O cuando somos “manso/a, para poseer la tierra” a diferencia del orgullo que se cultiva en la sociedad. La mansedumbre es fruto del Espíritu, propio de quien deposita toda su confianza en Dios. Si vivimos tensos, engreídos ante los demás, terminamos cansados y agotados. Pero cuando miramos nuestros límites y defectos –y los de los demás- con ternura y mansedumbre, sin sentirnos más ni menos que nadie, podemos darnos una mano evitando desgastar energías en lamentos o disimulos inútiles.
Que somos felices, santos, cuando “sabemos llorar con los demás”, compartir el sufrimiento ajeno y afrontar las situaciones dolorosas, solidarizándonos con el sufrimiento del mundo para transformarlo.
Y seguimos escuchando que somos felices, bienaventurados, cuando sentimos “hambre y sed de justicia”, de que la vida digna sea posible para todos y sentirlo como se siente el hambre, desde las entrañas.
Cuando somos “misericordiosos” dejando que fluya de nuestro corazón el amor recibido de Dios, y acogiendo a los demás incondicionalmente, como nos sentimos acogidos nosotros.
Que somos santos o felices, cuando tenemos “un corazón limpio para poder ver a Dios” un corazón sencillo, sin doblez, auténtico, transparente.

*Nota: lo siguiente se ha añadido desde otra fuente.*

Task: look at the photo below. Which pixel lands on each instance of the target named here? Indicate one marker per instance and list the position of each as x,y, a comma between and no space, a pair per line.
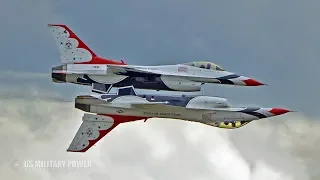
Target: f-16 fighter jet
82,66
126,106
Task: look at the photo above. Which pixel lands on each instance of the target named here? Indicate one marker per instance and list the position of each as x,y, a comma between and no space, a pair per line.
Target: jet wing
92,129
123,69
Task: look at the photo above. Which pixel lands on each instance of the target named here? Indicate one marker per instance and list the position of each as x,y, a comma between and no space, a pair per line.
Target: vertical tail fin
72,49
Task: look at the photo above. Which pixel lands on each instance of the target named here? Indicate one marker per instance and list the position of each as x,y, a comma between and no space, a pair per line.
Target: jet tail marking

Y nos admiramos en estos tiempos de escuchar que somos felices, santos, cuando “trabajamos por la paz” sin excluir a nadie. Construyendo la paz en la búsqueda de consenso, de armonía, de perdón, de posibilidad de vida para todos.
Más aun, al final se nos dice que somos santos, felices, cuando nos sentimos “perseguidos a causa de la justicia” porque el reino de Dios reclama una sociedad justa y en paz y esto no se puede hacer sin una gran dosis de entrega personal para contrarrestar todos los obstáculos a la justicia que nacen de los intereses personales y los egoísmos grupales que, una y otra vez, retrasan la plenitud del reino.
Y quizá queda resonando en nosotros el “somos”, como una invitación a descubrir en el presente, no como una promesa de futuro. ¿Cómo podemos vivir a diario las bienaventuranzas? Anclando experiencias, es decir, cada vez que tengamos experiencia de estar viviendo una de estas actitudes que nos dice el evangelio conviene que nos paremos y tomemos conciencia de ello, de que “somos felices” viviendo así. Que respiremos profundamente y dejemos que se nos grabe en lo más hondo. Ser conscientes de la cantidad de experiencias de bienaventuranza que vivimos es posible y nos ayuda a darnos cuenta de cómo caminamos hacia la meta y a qué paso.
A esta santidad estamos todos llamados. Esta santidad es don de Dios que se acoge y da fruto en nuestra vida. Nos permite sentirnos “hijos e hijas de Dios, ser consolados, alcanzar misericordia… sentir que se nos ha dado y ya es nuestro el reino de Dios y, por ello, desbordar de felicidad. ¿Estamos dispuestos a arriesgar lo necesario para experimentarlo?